Assistant Professor (History of the Black Americas)
Office: TBD


Areas of Study: Black Diaspora, African American History, Caribbean History, Black Internationalism, Visual Culture

Biography

I was born and raised in Tours, France. I went to the University of Tours for my undergraduate and graduate studies. Before heading to Madison, WI for a MA in Afro-American studies and a Ph.D. in History, I taught French as a second language at the University of Pittsburgh and at CU Boulder, worked in banking, and worked at a middle-school in southern France. In Madison, I grew interested in topics related to the Caribbean, black activism, the Black diaspora, and visual culture. Between 2019 and 2023, I held positions in American History at Bates college and Africana Studies at WPI.

Research Interests

My work builds on the scholarship of African diaspora, African American, and Caribbean studies. My book manuscript, Blackness in Motion: Haitian Intellectuals and Black Internationalism in the 20th Century, explores the varied and continually evolving theme of black heterogeneity in a global context.
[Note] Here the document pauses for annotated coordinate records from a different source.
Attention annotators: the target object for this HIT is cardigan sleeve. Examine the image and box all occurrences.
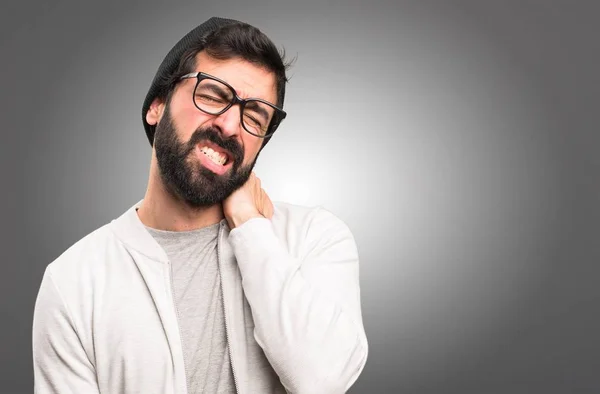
[230,209,368,393]
[32,268,99,394]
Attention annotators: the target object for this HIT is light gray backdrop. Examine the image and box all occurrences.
[0,0,600,393]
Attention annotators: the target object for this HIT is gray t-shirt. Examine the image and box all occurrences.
[146,223,235,394]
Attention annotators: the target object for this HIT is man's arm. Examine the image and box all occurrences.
[230,209,368,393]
[33,269,99,394]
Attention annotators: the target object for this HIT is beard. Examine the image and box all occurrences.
[154,101,258,208]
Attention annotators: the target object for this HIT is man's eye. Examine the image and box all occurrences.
[196,94,225,104]
[244,114,263,128]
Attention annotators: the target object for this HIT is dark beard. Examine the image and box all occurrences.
[154,102,258,208]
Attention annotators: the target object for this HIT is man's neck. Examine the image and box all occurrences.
[137,175,225,231]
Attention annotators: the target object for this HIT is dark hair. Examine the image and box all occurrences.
[157,21,293,146]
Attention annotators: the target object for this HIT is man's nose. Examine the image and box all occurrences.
[213,104,242,138]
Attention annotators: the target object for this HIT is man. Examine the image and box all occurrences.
[33,18,368,394]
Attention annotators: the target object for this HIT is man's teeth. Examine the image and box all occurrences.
[200,146,227,165]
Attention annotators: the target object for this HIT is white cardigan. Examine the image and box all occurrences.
[33,201,368,394]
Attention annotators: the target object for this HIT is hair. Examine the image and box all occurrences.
[157,21,293,146]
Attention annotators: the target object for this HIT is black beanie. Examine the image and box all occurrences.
[142,17,243,146]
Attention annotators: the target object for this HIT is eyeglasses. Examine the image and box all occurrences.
[179,72,287,138]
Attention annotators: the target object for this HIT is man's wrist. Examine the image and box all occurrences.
[227,211,264,230]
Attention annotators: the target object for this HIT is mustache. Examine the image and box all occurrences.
[188,127,244,165]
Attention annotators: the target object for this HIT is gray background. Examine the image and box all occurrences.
[0,0,600,393]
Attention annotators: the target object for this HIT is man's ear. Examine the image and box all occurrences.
[146,97,165,126]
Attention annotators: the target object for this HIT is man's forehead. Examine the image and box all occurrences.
[194,51,277,103]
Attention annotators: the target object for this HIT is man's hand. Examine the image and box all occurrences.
[223,171,273,230]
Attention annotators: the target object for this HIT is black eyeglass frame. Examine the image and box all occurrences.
[179,71,287,138]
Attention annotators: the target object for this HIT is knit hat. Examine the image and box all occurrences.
[142,17,239,145]
[142,17,284,149]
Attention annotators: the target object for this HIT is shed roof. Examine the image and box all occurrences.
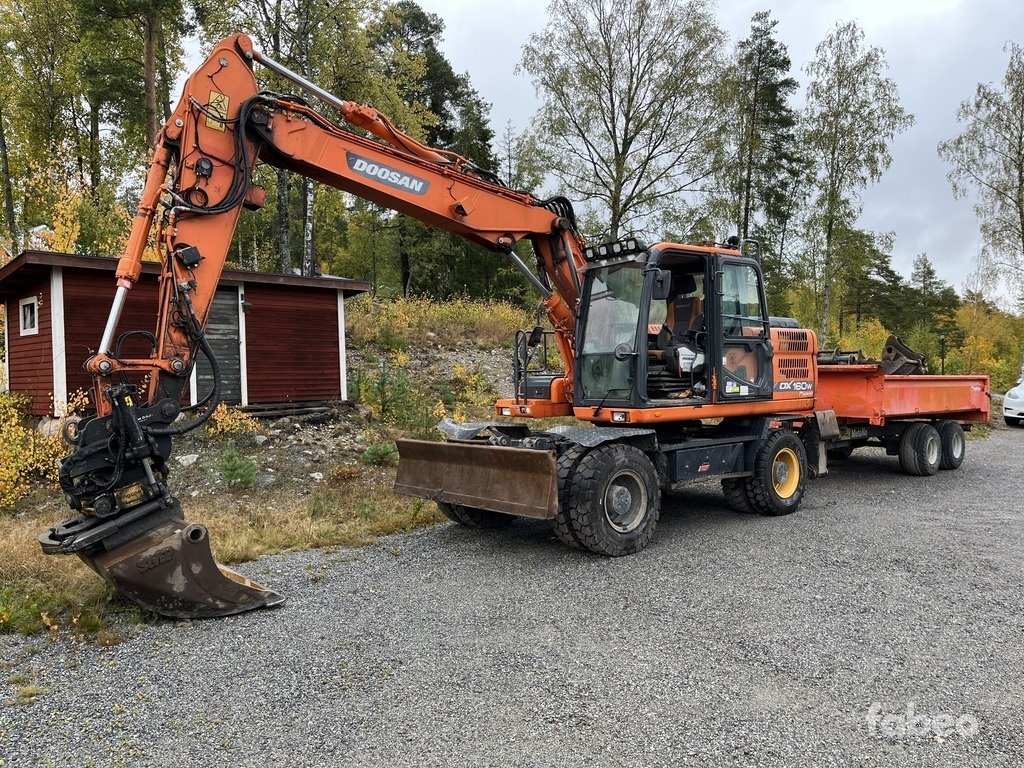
[0,251,371,298]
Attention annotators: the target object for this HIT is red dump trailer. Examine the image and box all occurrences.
[815,362,990,475]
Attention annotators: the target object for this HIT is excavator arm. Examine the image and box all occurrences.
[40,34,584,617]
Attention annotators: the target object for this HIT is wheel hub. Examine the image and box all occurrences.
[604,471,647,534]
[610,485,633,517]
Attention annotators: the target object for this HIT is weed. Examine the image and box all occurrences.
[217,440,259,488]
[14,685,46,706]
[309,488,341,520]
[361,442,398,467]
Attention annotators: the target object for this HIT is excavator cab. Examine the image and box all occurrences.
[575,241,773,410]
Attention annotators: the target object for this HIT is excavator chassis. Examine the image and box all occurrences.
[39,496,285,618]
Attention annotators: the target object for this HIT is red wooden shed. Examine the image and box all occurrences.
[0,251,370,416]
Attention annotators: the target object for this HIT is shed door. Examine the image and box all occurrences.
[196,287,242,406]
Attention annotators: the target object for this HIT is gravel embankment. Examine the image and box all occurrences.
[0,429,1024,768]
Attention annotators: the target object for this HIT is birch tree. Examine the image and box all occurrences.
[803,22,913,345]
[938,43,1024,299]
[520,0,723,239]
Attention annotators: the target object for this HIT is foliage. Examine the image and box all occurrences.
[0,392,68,509]
[206,402,263,437]
[521,0,723,240]
[361,442,398,467]
[938,42,1024,297]
[345,296,534,351]
[802,23,913,343]
[217,440,259,488]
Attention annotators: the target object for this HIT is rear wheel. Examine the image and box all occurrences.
[899,421,942,477]
[936,421,967,469]
[722,477,756,514]
[746,429,807,516]
[437,502,515,528]
[568,444,662,557]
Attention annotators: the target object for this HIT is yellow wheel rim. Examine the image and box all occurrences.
[771,447,800,499]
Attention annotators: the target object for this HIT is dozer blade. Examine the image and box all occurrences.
[394,440,558,519]
[39,500,285,618]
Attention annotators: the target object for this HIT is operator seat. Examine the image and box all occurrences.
[653,274,703,359]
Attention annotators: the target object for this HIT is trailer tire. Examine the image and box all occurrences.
[437,502,515,528]
[899,421,942,477]
[746,429,807,517]
[551,445,587,549]
[936,421,967,469]
[828,445,853,462]
[568,443,662,557]
[722,477,757,514]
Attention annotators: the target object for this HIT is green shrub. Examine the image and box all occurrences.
[218,441,259,488]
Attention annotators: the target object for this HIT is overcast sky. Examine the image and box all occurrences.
[418,0,1024,299]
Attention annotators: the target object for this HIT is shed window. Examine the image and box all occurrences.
[17,296,39,336]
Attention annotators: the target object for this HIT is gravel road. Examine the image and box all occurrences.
[0,429,1024,768]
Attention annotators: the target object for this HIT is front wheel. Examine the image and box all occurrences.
[746,429,807,517]
[566,444,662,557]
[437,502,515,528]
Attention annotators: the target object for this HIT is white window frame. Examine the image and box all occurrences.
[17,296,39,336]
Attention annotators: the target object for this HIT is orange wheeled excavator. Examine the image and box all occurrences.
[40,34,988,617]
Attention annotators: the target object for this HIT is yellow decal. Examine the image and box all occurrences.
[206,91,230,131]
[117,482,145,507]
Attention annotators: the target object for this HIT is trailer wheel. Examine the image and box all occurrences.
[568,444,662,557]
[936,421,967,469]
[722,477,756,514]
[551,445,587,549]
[746,429,807,516]
[437,502,515,528]
[828,445,853,462]
[899,421,942,477]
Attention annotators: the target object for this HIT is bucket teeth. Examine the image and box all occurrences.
[40,501,285,618]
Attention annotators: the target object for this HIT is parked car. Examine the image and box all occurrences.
[1002,379,1024,427]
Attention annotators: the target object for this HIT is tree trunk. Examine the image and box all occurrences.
[142,6,160,147]
[89,99,102,200]
[302,178,316,278]
[278,168,292,272]
[0,108,20,249]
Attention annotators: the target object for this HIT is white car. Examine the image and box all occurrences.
[1002,379,1024,427]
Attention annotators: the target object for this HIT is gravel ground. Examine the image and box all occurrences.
[0,429,1024,768]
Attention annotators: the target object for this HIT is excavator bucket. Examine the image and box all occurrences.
[39,498,285,618]
[394,440,558,519]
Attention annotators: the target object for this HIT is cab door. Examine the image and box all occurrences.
[713,258,773,402]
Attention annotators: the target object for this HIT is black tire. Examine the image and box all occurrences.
[568,444,662,557]
[746,429,807,517]
[828,445,853,462]
[722,477,756,514]
[935,421,967,469]
[551,445,588,549]
[437,502,515,528]
[899,421,942,477]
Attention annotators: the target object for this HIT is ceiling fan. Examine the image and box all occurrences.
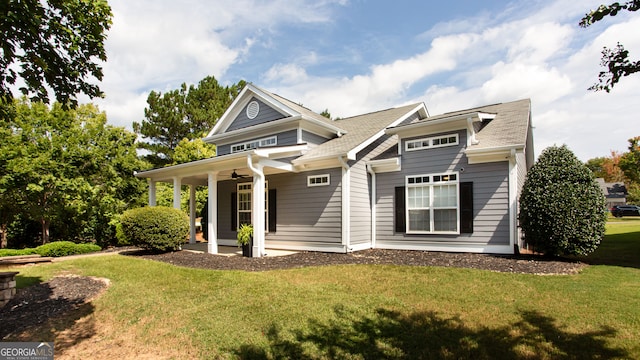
[231,169,248,180]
More specifically, it examines Haitian engagement with pan-Africanism from the first Pan-African Conference at the turn of the 20th century to the Duvalier dictatorships (1957-1986). In my research I found that while in Haiti early black diasporic activism emerged as a direct response to collective racial oppression such as European colonialism or the U.S. Occupation (1915-1934), intellectuals in exile during the Duvalier era developed a new form of racial consciousness shaped by forced displacement and encounters with other black alterities. I argue that this new black diasporic identity negotiated geographically stemmed from their prolonged individual lived experiences in post-colonial Africa and alliances with other people of African descent in the context of global black liberation. As such, I show that Haitian intellectuals on the move challenged post-colonial structures, imperialism, and global racism through political and cultural practices while refashioning themselves within a diasporic imaginary shaped by their experience as members of the black diaspora. Such practices included the production of novels, essays, newspapers, and plays in exilic places like Leopoldville, New York and Montreal. My other ongoing research projects include the works of Caribbean visual artists Renold Laurent and Jean-François Boclé.

Publications

“Returning the colonial gaze: the black female body in Angèle E. Essamba’s photography.” Routledge, Locating African European Studies: Interventions—Intersections—Coalitions (2019).